I’d be expected to produce a male heir fast, and it would be my problem if it didn’t happen. First, I’d dispatch with the useless Royal Doctor, whose idea of medical care involves bloodletting and urine-tasting. Seek out midwives instead. (These women came from monastic orders and were considered “nursing saints.”) No more corsets. Drink weak beer instead of water, as it was free of disease. Take a break from strenuous daily rides with the king. Hope like hell for a boy. And don’t expect any sympathy if things go wrong—it was during her recovery from a miscarriage that Henry began accusing Anne of trickery and spell-casting.

5. Try not to talk about religion.

The Church of England broke with the Holy See not because of theological disputes but because Henry didn’t like being told what to do. Real Reformation in England didn’t occur until the reign of Edward VI; in Henry’s time, the Church of England was still Catholic in its doctrine and practices, and the Protestants on the continent were largely considered radical heretics. I could get myself in all sorts of trouble by forgetting this timeline. In 1533, “Hey, I’d like a Bible in the vernacular, because my Latin’s not great!” could get me killed like William Tyndale, the English priest burned at the stake for translating the Bible into English. One little slip about how transubstantiation isn’t, like, literal, and it’s off to the pyre for me.

6. Try (and probably fail) not to talk about anything.

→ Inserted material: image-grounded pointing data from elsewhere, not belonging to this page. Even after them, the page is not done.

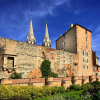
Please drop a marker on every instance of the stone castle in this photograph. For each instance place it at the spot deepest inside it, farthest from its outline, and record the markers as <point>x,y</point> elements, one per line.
<point>73,54</point>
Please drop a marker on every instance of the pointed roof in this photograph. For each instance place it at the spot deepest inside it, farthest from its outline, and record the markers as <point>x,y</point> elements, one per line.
<point>46,40</point>
<point>46,31</point>
<point>31,27</point>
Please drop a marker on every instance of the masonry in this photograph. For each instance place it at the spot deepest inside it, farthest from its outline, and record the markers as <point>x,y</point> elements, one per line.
<point>27,58</point>
<point>73,54</point>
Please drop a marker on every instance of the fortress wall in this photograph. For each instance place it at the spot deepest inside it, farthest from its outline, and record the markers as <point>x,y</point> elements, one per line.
<point>28,58</point>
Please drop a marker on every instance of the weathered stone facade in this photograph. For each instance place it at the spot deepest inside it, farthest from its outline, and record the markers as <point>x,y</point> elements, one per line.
<point>28,57</point>
<point>78,40</point>
<point>73,58</point>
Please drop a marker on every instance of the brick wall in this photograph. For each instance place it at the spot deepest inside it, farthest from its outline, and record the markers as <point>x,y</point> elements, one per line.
<point>82,33</point>
<point>28,58</point>
<point>54,82</point>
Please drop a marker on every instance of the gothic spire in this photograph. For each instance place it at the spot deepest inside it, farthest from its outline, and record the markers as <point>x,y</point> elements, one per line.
<point>30,36</point>
<point>46,40</point>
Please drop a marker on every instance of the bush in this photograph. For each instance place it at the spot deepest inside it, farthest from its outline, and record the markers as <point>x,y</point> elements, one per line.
<point>95,83</point>
<point>52,74</point>
<point>62,89</point>
<point>54,90</point>
<point>67,75</point>
<point>16,75</point>
<point>86,86</point>
<point>45,68</point>
<point>74,87</point>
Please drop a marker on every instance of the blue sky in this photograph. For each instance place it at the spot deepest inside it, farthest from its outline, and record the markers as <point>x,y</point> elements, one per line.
<point>15,18</point>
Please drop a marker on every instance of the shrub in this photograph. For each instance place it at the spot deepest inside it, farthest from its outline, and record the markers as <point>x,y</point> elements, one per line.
<point>67,75</point>
<point>62,89</point>
<point>52,74</point>
<point>54,90</point>
<point>45,68</point>
<point>74,87</point>
<point>86,86</point>
<point>95,83</point>
<point>16,75</point>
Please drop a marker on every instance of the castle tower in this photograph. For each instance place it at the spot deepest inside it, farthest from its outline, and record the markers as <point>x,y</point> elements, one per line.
<point>30,36</point>
<point>46,40</point>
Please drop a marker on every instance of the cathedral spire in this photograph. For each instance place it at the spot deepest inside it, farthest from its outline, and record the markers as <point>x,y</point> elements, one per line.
<point>46,40</point>
<point>30,36</point>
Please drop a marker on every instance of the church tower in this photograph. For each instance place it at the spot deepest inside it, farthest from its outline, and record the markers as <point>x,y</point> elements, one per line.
<point>30,36</point>
<point>46,41</point>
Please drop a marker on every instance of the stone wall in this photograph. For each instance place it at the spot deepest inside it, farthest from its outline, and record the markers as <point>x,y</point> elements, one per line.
<point>82,33</point>
<point>66,81</point>
<point>68,41</point>
<point>28,58</point>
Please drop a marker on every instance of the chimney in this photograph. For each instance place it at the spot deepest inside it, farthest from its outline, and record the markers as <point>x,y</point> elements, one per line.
<point>71,25</point>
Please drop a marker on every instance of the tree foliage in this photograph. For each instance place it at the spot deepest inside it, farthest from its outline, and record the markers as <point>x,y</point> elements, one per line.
<point>16,75</point>
<point>45,68</point>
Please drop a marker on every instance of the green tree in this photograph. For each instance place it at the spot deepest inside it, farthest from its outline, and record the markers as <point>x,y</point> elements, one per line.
<point>45,68</point>
<point>16,75</point>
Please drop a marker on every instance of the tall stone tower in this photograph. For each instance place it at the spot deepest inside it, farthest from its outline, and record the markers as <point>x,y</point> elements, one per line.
<point>30,36</point>
<point>46,41</point>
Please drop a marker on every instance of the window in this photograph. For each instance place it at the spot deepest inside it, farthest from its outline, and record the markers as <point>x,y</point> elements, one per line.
<point>42,52</point>
<point>86,31</point>
<point>64,43</point>
<point>86,53</point>
<point>83,66</point>
<point>87,60</point>
<point>87,67</point>
<point>86,46</point>
<point>86,39</point>
<point>97,68</point>
<point>83,60</point>
<point>83,53</point>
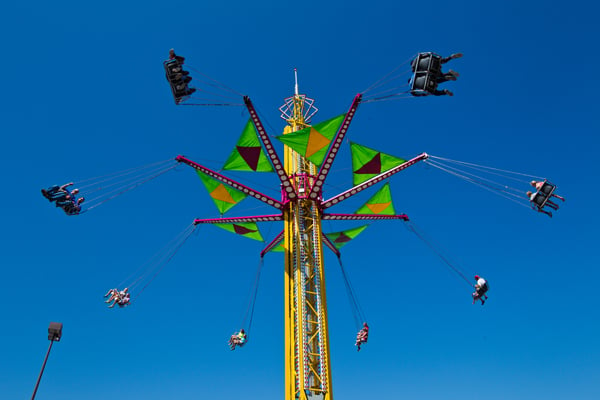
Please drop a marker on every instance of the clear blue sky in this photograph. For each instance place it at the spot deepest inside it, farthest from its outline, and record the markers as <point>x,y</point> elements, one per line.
<point>84,94</point>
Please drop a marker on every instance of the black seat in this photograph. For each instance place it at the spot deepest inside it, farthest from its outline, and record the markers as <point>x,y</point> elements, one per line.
<point>547,189</point>
<point>422,84</point>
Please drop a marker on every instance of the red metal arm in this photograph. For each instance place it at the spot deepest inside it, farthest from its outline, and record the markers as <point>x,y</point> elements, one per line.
<point>376,179</point>
<point>230,182</point>
<point>362,217</point>
<point>233,220</point>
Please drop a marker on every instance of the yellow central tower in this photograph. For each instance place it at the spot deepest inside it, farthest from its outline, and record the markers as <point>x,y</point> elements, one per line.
<point>307,367</point>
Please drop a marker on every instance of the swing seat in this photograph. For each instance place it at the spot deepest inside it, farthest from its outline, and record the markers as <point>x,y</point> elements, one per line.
<point>422,84</point>
<point>428,62</point>
<point>547,189</point>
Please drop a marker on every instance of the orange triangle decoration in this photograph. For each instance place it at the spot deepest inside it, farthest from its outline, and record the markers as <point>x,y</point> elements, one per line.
<point>316,142</point>
<point>378,207</point>
<point>220,193</point>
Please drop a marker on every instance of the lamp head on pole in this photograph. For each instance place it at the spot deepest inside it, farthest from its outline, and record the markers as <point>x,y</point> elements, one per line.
<point>55,331</point>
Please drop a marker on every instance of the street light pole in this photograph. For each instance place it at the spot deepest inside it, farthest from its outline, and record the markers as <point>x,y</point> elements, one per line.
<point>54,335</point>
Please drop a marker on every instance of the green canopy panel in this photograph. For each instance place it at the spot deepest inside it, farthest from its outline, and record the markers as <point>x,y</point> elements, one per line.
<point>368,163</point>
<point>248,154</point>
<point>381,203</point>
<point>223,196</point>
<point>313,142</point>
<point>246,229</point>
<point>339,239</point>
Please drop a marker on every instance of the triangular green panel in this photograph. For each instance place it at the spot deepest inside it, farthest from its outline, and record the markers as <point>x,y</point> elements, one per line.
<point>280,248</point>
<point>367,163</point>
<point>224,196</point>
<point>314,141</point>
<point>339,239</point>
<point>248,154</point>
<point>380,203</point>
<point>246,229</point>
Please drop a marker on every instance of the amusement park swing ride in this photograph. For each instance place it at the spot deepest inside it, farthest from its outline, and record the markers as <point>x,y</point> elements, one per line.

It would be a matter of life and death to maintain the illusion of happy servitude to a paranoid maniac with a jumbo-codpiece fetish. Yet I would have trouble maintaining it. I might suggest that my diabetic husband’s health would benefit from a few tweaks to his 5,000-calorie-a-day meat-bread-alcohol diet. I might opine that getting rid of a few open sewers could really help with the plague business. I might let slip that the arts were really going to flourish during Elizabeth’s reign. Given my disappointing grasp of medieval liturgy and my general state of opinionated womanhood, I am basically the definition of a Tudor witch. So if and when I am accused of witchcraft and taken to the Tower to await execution, there’s only one desperate play left …

7. Act like a witch.

That is, make Henry VIII believe that I am able to divine the future, and that his only path to greater power and a Tudor dynasty is in keeping me alive. Solve some important matters in the near future (the coming wars with Scotland and France), and predict greater matters in the long term (an heir will bring Catholicism back with a vengeance and a “bloody” nickname). Foresee many threats (closing the monasteries and killing Sir Thomas More will have unintended consequences and lead to A Man for All Seasons!), but explain how I can protect him from them.

This plan depends entirely on the extent of Henry’s paranoid delusions and narcissism. Some days, I think he would take it all in, tell Cromwell to get rid of me, then second-guess himself after I’d been beheaded. Usually, though, I think I could appeal to Henry’s superstitious and fearful state of mind, and make him believe. And thus would I live on, Supreme Witch and Survivor of Henry Tudor, my glorious head still attached to my body.